Each year millions of Americans take out loans to try and consolidate debt, start a business, cover unforeseen costs, ever to tackle home improvements. While loans are not the hardest thing to acquire they shouldn’t be taken out lightly.
Some have very costly repayments and if you fail to pay the minimum repayment you can get into quite a spot of trouble. There are a quite few important things you need to know before taking out a loan and we’ve put 6 of the most important into a list below.
1. You Need a Good Understanding of the Application Process
In order to take out a loan you will need to apply for one from a lender. According to hard money lenders found in Tampa, FL, there are a variety of different sorts of lenders out there. Once you choose who you want to borrow from, you will typically need to fill out a loan application and provide proof of identity, your personal address and you will need to provide income statements. Lender might also ask for additional documentation. This is completely normal and not something that should make you feel anxious or as if they are going to reject your application. They might request things such as pay stubs, tax returns, bank statements, your driver’s license, utility bills, mortgage statements, etc.
It might sound like a lot of information, but it is just to build a profile of how much you can afford to take out as well as what sort of interest rate you will be granted to repay the loan. Different loans require different pieces of information from you which means that some take much longer than others to approve. For example, personal loans are usually approved very quickly, but they are typically for much lower amounts of money. They require far less paperwork than applying for or refinancing a mortgage. Some personal loans can even be approved in a matter of minutes. The type of loan you apply for and the amount of time it takes to get approval is dependant on how much you need and how quickly you need it.
2. Consider All of the Options
As we eluded to above it is important to apply for the right type of loan for you and your personal needs. Looking into things like credit cards, or equity financing in addition to taking a loan from a lender. Exploring all of the avenues ensures that you find the best deal possible for you. Don’t just take the first deal you find. You could find that repayment and interest rates on other options could be a lot lower than the loan you were looking at.
For example, before you decide to take out a personal loan to repay some of your debt, look into a debt management plan. These are especially attractive when your credit score isn’t as good as you’d like for it to be. Be sure to find one that is from a reputable nonprofit credit counsellor.
3. Look For The Best Rates
According to the professionals, online lending institutions often offer some of the best rates. This doesn’t mean that you should exclude credit unions and things like traditional banks. Rates are constantly changing, and everyone offers something different. Be sure to read the terms and find a deal that suits your needs as well as your pocket.
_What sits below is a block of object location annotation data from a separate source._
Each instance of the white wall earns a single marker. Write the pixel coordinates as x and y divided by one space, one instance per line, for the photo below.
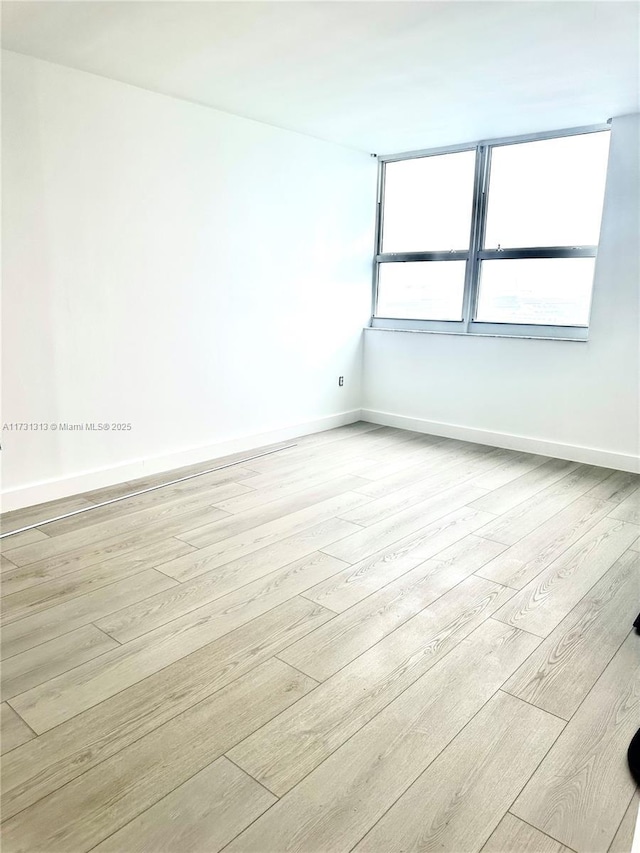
570 399
200 275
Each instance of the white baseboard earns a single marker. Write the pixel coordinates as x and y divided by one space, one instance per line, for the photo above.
86 481
574 453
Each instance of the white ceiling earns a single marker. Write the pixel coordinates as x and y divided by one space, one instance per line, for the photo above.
379 76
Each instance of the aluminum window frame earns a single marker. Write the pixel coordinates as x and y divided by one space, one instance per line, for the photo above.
475 253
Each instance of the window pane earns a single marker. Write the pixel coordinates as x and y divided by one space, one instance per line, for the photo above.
425 290
547 193
427 203
543 291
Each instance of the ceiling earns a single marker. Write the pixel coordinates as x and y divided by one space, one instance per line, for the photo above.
379 76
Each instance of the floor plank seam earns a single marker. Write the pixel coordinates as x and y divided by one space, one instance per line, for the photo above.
539 830
398 627
302 672
135 740
102 631
44 642
335 612
246 772
532 704
424 769
538 636
588 693
35 733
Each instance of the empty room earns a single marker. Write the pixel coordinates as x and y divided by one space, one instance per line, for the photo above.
320 438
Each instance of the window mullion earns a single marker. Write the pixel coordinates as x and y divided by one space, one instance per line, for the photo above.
475 239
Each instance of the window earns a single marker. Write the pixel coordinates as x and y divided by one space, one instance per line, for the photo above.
498 238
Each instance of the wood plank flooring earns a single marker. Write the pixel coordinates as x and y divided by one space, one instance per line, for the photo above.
372 640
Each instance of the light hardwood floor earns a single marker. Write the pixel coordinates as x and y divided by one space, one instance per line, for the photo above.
374 640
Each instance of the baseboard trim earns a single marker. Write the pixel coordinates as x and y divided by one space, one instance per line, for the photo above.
50 490
574 453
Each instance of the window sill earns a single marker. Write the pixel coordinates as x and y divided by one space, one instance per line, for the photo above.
529 337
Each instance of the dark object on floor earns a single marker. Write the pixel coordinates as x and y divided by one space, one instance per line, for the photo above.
633 757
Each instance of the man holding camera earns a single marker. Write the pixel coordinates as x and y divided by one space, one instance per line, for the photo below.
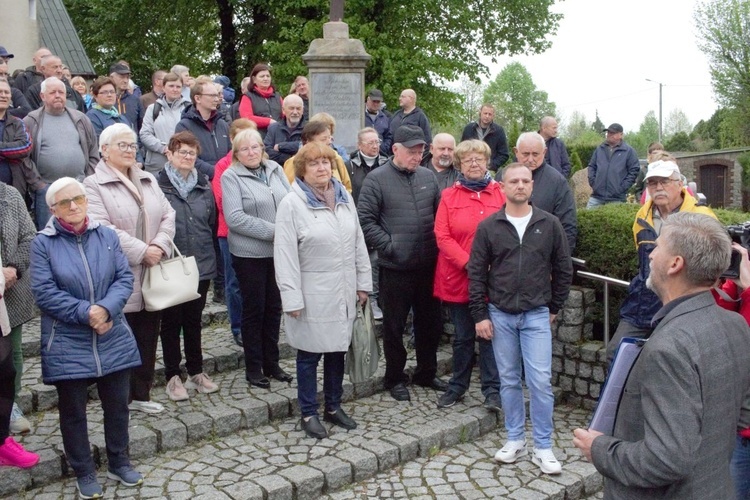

Something else that people like to do is prequalify with a lender before they submit an application. This is because it won’t negatively affect your credit score and you’ll get a ball park idea of how much you can take out in a loan. This way you can shop around risk free with a bunch of lenders before making a well-informed and final decision.
4. Be Aware of Hidden Fees
Hidden costs are the bane of our existence, but somehow always manage to pop up. You need to look at the rates you will be changed, as well as the additional fees you could be expected to pay in. One such fee is the origination fee. This can range from 1-8% of the loan. These are usually added to the loan amount. What this means is that if you ask for a loan amount of around $10,000, you’ll need to actually ask for $10,800-$11,000 to cover it.
5. Understand How Your Loan Works
Different loans have different requirements as well as different terms and conditions. It is important that you know what sort of loan you need and how it works. When you take out a personal loan it is issued by your online lender, bank, or credit union of choice. You repay it at regular intervals, typically monthly, but some regular you to pay every fortnight. This can be repaid over a few months or over a few years.
Some loans require you to use your assets as collateral, while others use unsecured debt. Unsecured debt means that you typically don’t directly put an asset on the line as collateral. Assets are things such as your car or home. Sometimes you get the money in one lump sum, but other times you get it paid out monthly, or directly to your builders when they need a certain approved amount. Regardless of the loan you take out, if you miss a payment, your credit score will take a hit and it might make it harder to secure loans in the future.
If you find yourself struggling to repay your loan, then there are institutions that can assist you. This is however done by taking out an additional loan with them to help you repay the previous one. This is a bit of a gamble, but can pay off as these could offer you a lower interest rate on your repayments than your original loan.
6. Implications on Tax
There are typically no tax implications when it comes to taking out a loan. This is because it is not considered income. However, if the loan is cancelled, or “forgiven” it could turn into taxable income, so be aware of this.
Taking out a loan can be helpful, but it doesn’t come without some level of complication. It is important that you make yourself fully aware of what you are getting yourself into before signing any documents.